Ekstrak etanol kulit kayu S. grandiflora menunjukkan aktivitas antiulcer, anti-inflamasi, dan antijamur (Serti et al., 2001; Goun et al., 2003). Daun S. grandiflora menunjukkan spektrum yang luas sebagai antikonvulsan dan aktivitas ansiolitik, bersifat hepatotoksisitas (Kasture et al., 2002; Pari & Uma, 2003), mencegah kerusakan oksidatif pada paru-paru, hati dan ginjal dan membalikkan kerusakan oksidatif (Ramesh & Begum, 2006; 2007; 2010).
Penelitian selanjutnya mengungkapkan bahwa jus daun S. grandiflora menunjukkan aktivitas antiurolitik yang signifikan terhadap batu jenis kalsium oksalat dan bersifat antioksidan (Doddola et al., 2008). Selain itu, ekstrak n-heksana biji S. grandiflora menunjukkan aktivitas antioksidan, anti-inflamasi, analgesik dan antipiretik (Shareef et al., 2012).
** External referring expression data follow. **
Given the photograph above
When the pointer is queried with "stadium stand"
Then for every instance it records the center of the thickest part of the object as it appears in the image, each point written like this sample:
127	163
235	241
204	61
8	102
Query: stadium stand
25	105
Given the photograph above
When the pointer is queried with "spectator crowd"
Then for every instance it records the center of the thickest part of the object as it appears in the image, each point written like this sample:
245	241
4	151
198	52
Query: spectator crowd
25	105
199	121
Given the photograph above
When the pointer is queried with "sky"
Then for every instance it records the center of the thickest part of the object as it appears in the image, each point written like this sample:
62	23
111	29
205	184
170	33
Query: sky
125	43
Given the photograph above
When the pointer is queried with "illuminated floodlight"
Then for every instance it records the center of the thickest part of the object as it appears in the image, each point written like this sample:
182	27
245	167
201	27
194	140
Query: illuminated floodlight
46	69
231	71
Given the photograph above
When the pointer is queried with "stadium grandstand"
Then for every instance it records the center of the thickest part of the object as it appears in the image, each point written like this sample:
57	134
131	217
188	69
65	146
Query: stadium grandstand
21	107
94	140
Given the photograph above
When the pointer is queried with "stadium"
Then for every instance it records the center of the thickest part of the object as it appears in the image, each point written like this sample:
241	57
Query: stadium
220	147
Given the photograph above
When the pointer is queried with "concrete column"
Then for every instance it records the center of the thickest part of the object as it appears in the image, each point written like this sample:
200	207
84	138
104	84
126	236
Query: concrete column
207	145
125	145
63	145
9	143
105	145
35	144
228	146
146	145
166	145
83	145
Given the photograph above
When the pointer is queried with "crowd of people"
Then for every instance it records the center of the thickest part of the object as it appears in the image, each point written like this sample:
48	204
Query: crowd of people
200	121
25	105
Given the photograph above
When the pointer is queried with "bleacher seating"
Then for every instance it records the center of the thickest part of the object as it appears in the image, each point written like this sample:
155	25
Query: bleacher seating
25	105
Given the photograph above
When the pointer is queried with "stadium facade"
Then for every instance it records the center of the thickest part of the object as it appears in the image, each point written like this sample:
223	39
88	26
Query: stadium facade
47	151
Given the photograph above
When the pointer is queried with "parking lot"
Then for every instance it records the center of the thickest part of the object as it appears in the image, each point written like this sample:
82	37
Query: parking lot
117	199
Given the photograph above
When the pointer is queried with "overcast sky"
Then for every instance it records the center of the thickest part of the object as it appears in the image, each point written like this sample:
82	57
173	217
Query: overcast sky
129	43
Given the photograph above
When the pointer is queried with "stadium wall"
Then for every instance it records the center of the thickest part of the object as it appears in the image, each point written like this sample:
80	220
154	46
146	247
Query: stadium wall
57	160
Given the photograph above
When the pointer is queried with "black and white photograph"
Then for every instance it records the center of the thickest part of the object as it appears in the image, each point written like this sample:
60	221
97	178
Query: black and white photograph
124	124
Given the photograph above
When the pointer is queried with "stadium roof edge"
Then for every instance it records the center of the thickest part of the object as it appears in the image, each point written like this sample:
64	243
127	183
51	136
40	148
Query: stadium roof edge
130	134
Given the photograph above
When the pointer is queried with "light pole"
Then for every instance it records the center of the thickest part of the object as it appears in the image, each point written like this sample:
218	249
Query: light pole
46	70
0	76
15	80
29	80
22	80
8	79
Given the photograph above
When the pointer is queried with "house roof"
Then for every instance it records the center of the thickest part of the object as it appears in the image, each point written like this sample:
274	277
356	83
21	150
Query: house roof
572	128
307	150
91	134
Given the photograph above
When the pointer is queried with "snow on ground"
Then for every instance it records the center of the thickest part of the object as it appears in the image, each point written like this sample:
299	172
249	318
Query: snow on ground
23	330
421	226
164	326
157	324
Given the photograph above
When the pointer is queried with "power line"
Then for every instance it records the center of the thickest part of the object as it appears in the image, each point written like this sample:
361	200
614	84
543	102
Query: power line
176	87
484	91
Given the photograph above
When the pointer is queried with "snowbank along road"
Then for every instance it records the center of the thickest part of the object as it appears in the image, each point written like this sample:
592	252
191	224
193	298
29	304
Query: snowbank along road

3.3 Studi Fitokimia Sebelumnya pada S. grandiflora
Penyelidikan fitokimia paling awal pada S. grandiflora dimulai pada 1960-an. Senyawa alkohol sederhana pertama, α-5-metil-5-pentakosanol atau grandiflorol (1), diisolasi dari daun S. grandiflora (Tiwari & Bajpai, 1964). Kemudian, Srivastava et al. (1968) dan Pollard et al. (2011) melaporkan galactomannan (2) yang diperoleh dari biji S. grandiflora. Das dan Tripathi (1998) berhasil mengisolasi glikosida flavonol pertama dari kulit batang S. grandiflora, diidentifikasi sebagai 4'-O-methyl-8 prenylkaempferol-3-O-(α-L-rhamnosyl-(1→6)-β-D-galactopyranoside)-7-O-β-D-galactopyranoside (3).